Third and finally, McCoy's interpretation is inferior because it effectively reads the amendment as a partial implicit repeal of the Department's authority under RCW 51.52.060. McCoy would have this court construe the 1988 amendment not only as constraining the Department's obligations to process applications but also as truncating the Department's longstanding authority to reconsider its decisions. The implicit repeal of statutes is strongly disfavored. Our Lady of Lourdes Hosp. v. Franklin Cy., 120 Wash. 2d 439, 450, 842 P.2d 956 (1993); Bellevue Sch. Dist. 405 v. Brazier Constr. Co., 103 Wash. 2d 111, 123, 691 P.2d 178 (1984). Where, as here, an amendment may be harmonized with the existing provisions and purposes of a statutory scheme, there is no implicit repeal. Brazier Constr. Co., 103 Wash. 2d at 123.
For these reasons, we hold that once the Department issues an order denying an application to reopen, the requirements of RCW 51.32.160 are satisfied and only the deadlines contained within RCW 51.52.060 constrain the Department's authority to reconsider its decision to deny the application. In this case, McCoy's application to reopen was not "deemed granted" on May 8, since the Department had issued an order denying the application.
Given this holding, it is unnecessary for us to consider two additional contentions raised by Tollycraft. Tollycraft
argues that, even if McCoy's application to reopen is "deemed granted", the Department may nonetheless employ its RCW 51.52.060 authority to reconsider such a "deemed granted" decision. It also argues that it has a right, either under the due process clause of the Fourteenth Amendment or under the Act, to a hearing on a "deemed granted" decision just as it would with respect to an explicit departmental decision to reopen a claim. These issues are moot because McCoy's application was not correctly "deemed granted". We therefore reserve the questions of whether "deemed granted" decisions may be reconsidered under RCW 51.52.060 and the rights of self-insurers to challenge such decisions for appropriate future cases.

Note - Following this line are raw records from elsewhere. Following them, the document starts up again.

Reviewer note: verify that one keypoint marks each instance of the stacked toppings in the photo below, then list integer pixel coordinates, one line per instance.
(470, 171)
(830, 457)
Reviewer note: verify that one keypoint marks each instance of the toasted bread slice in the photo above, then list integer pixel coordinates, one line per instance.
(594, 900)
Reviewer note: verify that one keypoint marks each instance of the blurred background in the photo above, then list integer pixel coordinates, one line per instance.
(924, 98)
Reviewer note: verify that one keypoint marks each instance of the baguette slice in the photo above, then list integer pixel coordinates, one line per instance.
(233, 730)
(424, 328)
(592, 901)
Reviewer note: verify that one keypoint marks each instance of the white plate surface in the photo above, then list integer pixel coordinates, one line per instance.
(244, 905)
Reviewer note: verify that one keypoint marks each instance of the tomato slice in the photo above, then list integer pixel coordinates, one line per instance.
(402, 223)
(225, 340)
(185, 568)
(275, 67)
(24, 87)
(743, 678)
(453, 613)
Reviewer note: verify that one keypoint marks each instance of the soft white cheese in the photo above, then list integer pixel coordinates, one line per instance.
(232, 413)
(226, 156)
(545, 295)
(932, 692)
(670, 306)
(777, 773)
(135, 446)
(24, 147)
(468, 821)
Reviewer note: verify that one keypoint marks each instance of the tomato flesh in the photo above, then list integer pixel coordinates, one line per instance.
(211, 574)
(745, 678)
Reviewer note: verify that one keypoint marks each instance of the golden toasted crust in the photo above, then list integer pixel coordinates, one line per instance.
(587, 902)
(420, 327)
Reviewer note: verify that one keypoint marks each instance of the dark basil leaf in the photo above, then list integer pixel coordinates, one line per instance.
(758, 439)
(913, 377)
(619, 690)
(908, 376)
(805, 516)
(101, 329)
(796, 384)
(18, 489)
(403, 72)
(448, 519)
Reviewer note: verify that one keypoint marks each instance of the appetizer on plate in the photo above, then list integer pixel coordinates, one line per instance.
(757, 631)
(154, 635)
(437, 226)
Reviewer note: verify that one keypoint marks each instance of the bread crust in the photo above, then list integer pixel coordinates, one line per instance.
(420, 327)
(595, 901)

The order of summary judgment is reversed and the case is remanded for further proceedings consistent with this opinion.
Disposition
Holding that the Department of Labor and Industries was authorized to reconsider its prior decision denying the employee's application to reopen the claim and that the Department had acted within applicable time limits when it denied the application, the court reverses the judgment.